Being Fully Conscious
Breathing tube, bladder catheter, intravenous infusions: no one enjoys lying in an intensive care unit. But if it does come to that, strong sedatives appear to make the stay more bearable. Professor Dr. Hartmut Bürkle, Medical Director of the Department of Anesthesiology and Critical Care at the Medical Center - University of Freiburg, and Dr. Johannes Kalbhenn, explain why they nevertheless prefer to keep their intensive care patients fully conscious.
- Why would I as a patient want to consciously experience my stay in your intensive care unit?
The more alert you are, the less time you are with us, as a rule. You don't need to be ventilated as long, you have fewer bed sores, and the risk of serious complications such as pneumonia decreases. Still, you have to endure a lot of unpleasantness. Isn't that quite stressful?
Certainly. But long-term sedation with strong medication is no less stressful. Even a sedated patient wakes almost completely if he suffers from thirst, pain, or anxiety. Only he can't express those needs. Many sedated intensive care patients remember such moments, and a third of them have to struggle later with posttraumatic stress disorder (PTSD).
- And alert patients are less stressed?
The advantage that patients free of sedatives have is that they can express their wishes, and we can help them. If you are in pain, you will receive exactly the right painkillers. If you are afraid, you can talk to therapists or pastoralists and get anxiety-reducing drugs. To date, no cases of PTSD have been seen in fully conscious intensive care patients.
In addition, alert patients can actively contribute to their recovery. Even if they're attached to a breathing tube or require circulation-supporting medication, they can strengthen their pulmonary and circulatory function with early mobilization and physiotherapy.
- Since the beginning of 2013, you have largely renounced sedatives and are thus performing pioneering work in Germany.
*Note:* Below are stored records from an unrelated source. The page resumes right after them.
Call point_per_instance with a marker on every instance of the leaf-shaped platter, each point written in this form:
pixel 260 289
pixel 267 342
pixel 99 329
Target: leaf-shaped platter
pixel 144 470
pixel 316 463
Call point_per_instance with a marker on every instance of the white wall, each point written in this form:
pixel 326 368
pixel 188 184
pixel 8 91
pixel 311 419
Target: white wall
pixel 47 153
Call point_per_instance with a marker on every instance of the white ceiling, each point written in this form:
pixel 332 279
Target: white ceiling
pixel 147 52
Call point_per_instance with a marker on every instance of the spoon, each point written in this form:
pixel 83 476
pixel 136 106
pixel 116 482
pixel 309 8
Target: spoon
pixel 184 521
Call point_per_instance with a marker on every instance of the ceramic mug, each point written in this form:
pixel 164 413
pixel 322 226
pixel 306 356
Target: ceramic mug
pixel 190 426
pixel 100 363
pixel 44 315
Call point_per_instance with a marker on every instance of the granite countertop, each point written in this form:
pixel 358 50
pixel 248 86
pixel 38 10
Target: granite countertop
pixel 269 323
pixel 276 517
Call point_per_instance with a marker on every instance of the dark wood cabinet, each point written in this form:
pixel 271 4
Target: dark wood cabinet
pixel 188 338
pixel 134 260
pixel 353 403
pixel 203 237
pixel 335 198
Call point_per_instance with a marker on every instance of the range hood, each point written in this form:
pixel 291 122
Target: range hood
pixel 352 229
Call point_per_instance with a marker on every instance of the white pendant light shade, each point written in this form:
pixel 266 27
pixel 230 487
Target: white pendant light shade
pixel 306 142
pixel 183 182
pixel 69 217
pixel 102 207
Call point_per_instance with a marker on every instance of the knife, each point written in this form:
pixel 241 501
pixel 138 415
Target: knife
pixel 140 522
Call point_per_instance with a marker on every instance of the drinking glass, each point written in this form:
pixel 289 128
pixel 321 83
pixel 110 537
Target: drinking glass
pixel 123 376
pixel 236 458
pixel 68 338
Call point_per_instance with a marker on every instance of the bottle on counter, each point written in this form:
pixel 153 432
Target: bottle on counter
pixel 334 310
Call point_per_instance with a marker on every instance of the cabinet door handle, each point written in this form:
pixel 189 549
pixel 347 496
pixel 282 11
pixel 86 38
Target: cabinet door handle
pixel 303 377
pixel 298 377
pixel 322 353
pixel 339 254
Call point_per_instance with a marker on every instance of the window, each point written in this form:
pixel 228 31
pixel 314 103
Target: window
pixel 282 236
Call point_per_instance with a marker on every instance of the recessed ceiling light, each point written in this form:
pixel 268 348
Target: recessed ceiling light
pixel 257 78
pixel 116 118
How difficult was the changeover?
The processes in the intensive care unit have changed completely. In the beginning there was often the fear that alert patients would mean more work. This is not necessarily the case. On the contrary, an alert patient can often quench his own thirst, use a painkiller pump, lie down, cover or uncover himself. However, workflows are less predictable. The nursing staff is particularly affected by this change. So it is only possible to realize a concept like this through teamwork.
We go to a great deal of effort to meet the needs of our patients. Massage, active physiotherapy with bed bicycles and vibrating boards, occupational therapy as well as psychological care and spiritual assistance, all help with the recovery.
- How are things now different for you personally as a result of the changeover?
Relations with the patients are much more intense. One of the most impressive examples for us all was a patient with acute respiratory distress. Although her life depended on a machine that oxygenated her blood outside the body, she celebrated her birthday with her daughter in our unit. She later thanked us for the high degree of autonomy she could experience in this extreme situation.
- And where are the boundaries for the alert intensive care unit?
Obviously, at cases whose clinical pictures can only be treated with seditives, as with traumatic brain injury. Yet low-sedation intensive care does not mean that everyone is a little sedated, but instead depending on need, most not at all and some even fully sedated.
- Professor Bürkle, you have participated in creating the guidelines for the German Society of Anaesthesiology and Intensive Care Medicine, which recommend less sedation in intensive care medicine. What motivates you to be this involved?
While working on the guidelines, we evaluated data from numerous studies and were able to disprove widespread errors. Thus, the sleep of sedated patients is less restful than believed, in fact the drugs actually hinder normal sleep phases. And elderly patients in particular, after deep sedation, suffer more frequently and severely from confusion, so-called delirium. Sedatives cannot mitigate these brain function disturbances, they only conceal them. Without sedation, the delirium becomes visible - and thus treatable. The more alert patients we care for, the more knowledge we acquire about optimal treatment of severely ill patients.